MERITOR SAV. v. Camelback Canyon Investors, 792 F. Supp. 697 (D. Ariz. 1992)
April 27, 1992
CAMELBACK CANYON INVESTORS, et al., Defendants.
William CHICK, et al., Cross-claimants,
Wesley ARNOLD, et al., Cross-defendants.
United States District Court, D. Arizona.
*698 David A. Weatherwax, Phoenix, Ariz., for plaintiff.
Kent A. Lang, Phoenix, Ariz., for Chick.
Marc C. Cavness, Phoenix, Ariz., for Anderson.
Shawn Aiken, Phoenix, Ariz., for CCI and Arnold.
MEMORANDUM AND ORDER
COPPLE, District Judge.
Several months ago defendants William and Suzanne Chick ("Chick") filed a motion for partial summary judgment on the grounds that Mrs. Chick did not join in the Camelback Canyon Investors' ("CCI") loan transaction with Meritor Savings Bank ("Meritor"). On November 8, 1991 this Court ruled that the plain language of A.R.S. § 25-214(C) (1) required joinder of both spouses in order to encumber interests in real property in Arizona. The Court then granted the Chick's motion for partial summary judgment holding that in the absence of Mrs. Chick's joinder in the transaction, the Chick's community property could not be reached.
Currently pending before the Court is defendant Wesley and Norma Arnold's motion for partial summary judgment, based on the same arguments raised in the Chick's earlier motion for partial summary judgment, and Meritor's cross-motion for partial summary judgment.
Having considered all the briefing filed concerning the pending motion and cross-motion for partial summary judgment, the Court concludes that this matter is appropriate for submission without oral argument and hereby rules on the pending motions. Fed.R.Civ.P. 78; Morrow v. Topping, 437 F.2d 1155 (9th Cir. 1971); United States Fidelity and Guaranty Co. v. Lawrenson, 334 F.2d 464 (4th Cir.), cert. denied, 379 U.S. 869, 85 S. Ct. 141, 13 L. Ed. 2d 71 (1964).
The issue raised in both the motion and cross-motion for partial summary judgment is whether the Chicks and the Arnolds are in the same position so as to both receive the benefit of this Court's earlier ruling.
Meritor argues that the Chicks and the Arnolds are not in the same position because both Mr. and Mrs. Arnold signed and submitted a personal financial statement, not in support of the original loan, but in support of a subsequent modification to the loan, whereas the Chicks did not submit such a joint financial statement. Meritor argues that the submission of the financial statement constitutes a ratification of the Meritor Loan.
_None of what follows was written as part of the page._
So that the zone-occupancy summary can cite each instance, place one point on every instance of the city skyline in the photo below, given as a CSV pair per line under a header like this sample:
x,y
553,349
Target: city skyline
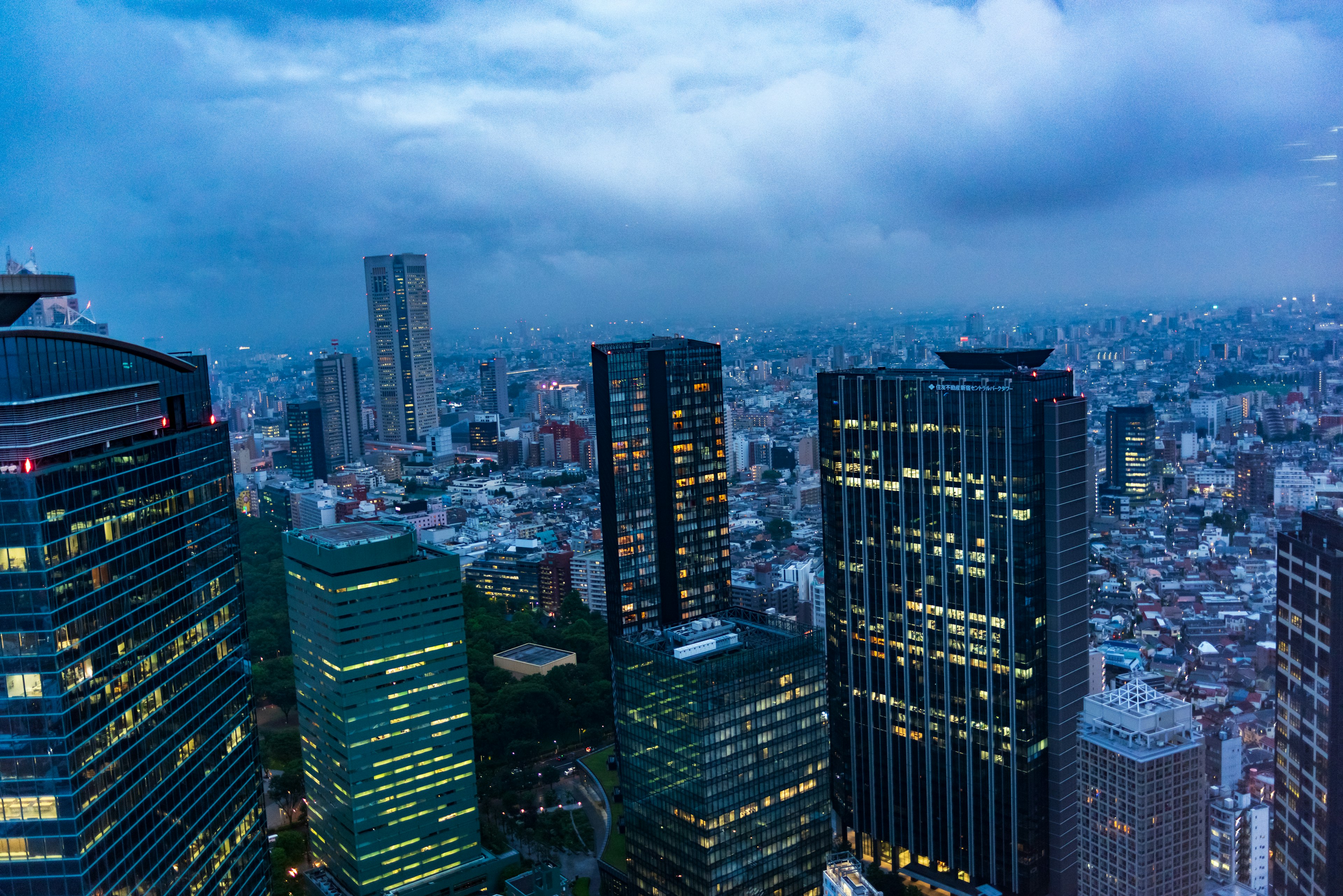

Ratification is the affirmance by a person of a prior act of another which did not bind that person, but which was done on his account. Klaas v. Haueter, 49 Wash. App. 697, 745 P.2d 870 (1987); Restatement of Agency, Second § 82. The financial statement in question did not serve to ratify the "prior act of another," but rather, was given only in support of a subsequent modification to the original loan. Accordingly, within the definition of "ratification," Mrs. Arnold's act cannot constitute a ratification, as Meritor now argues. See, Bank of Hoven v. Rausch, 382 N.W.2d 39 (S.D.1986) (stating that ratification must be the affirmance of a prior act).
Likewise, Mrs. Arnold's mere act of signing a financial statement does not estop her from arguing that real property of the marital community cannot be reached, pursuant to A.R.S. § 25-214(C) (1). See, Colorado National Bank of Denver v. Merlino, 35 Wash. App. 610, 668 P.2d 1304 (1983) (stating that a wife's signature on a joint tax return which indicates interest deductions from her husband's business neither constitutes estoppel nor ratification *699 with respect the wife's interest in those business transactions).
For all of the foregoing reasons,
IT IS THEREFORE ORDERED:
(1) Wesley and Norma Arnold's motion for partial summary judgment is hereby granted;
(2) Meritor's cross-motion for partial summary judgment is hereby denied.
(3) The hearing previously scheduled for April 24, 1992 is hereby vacated.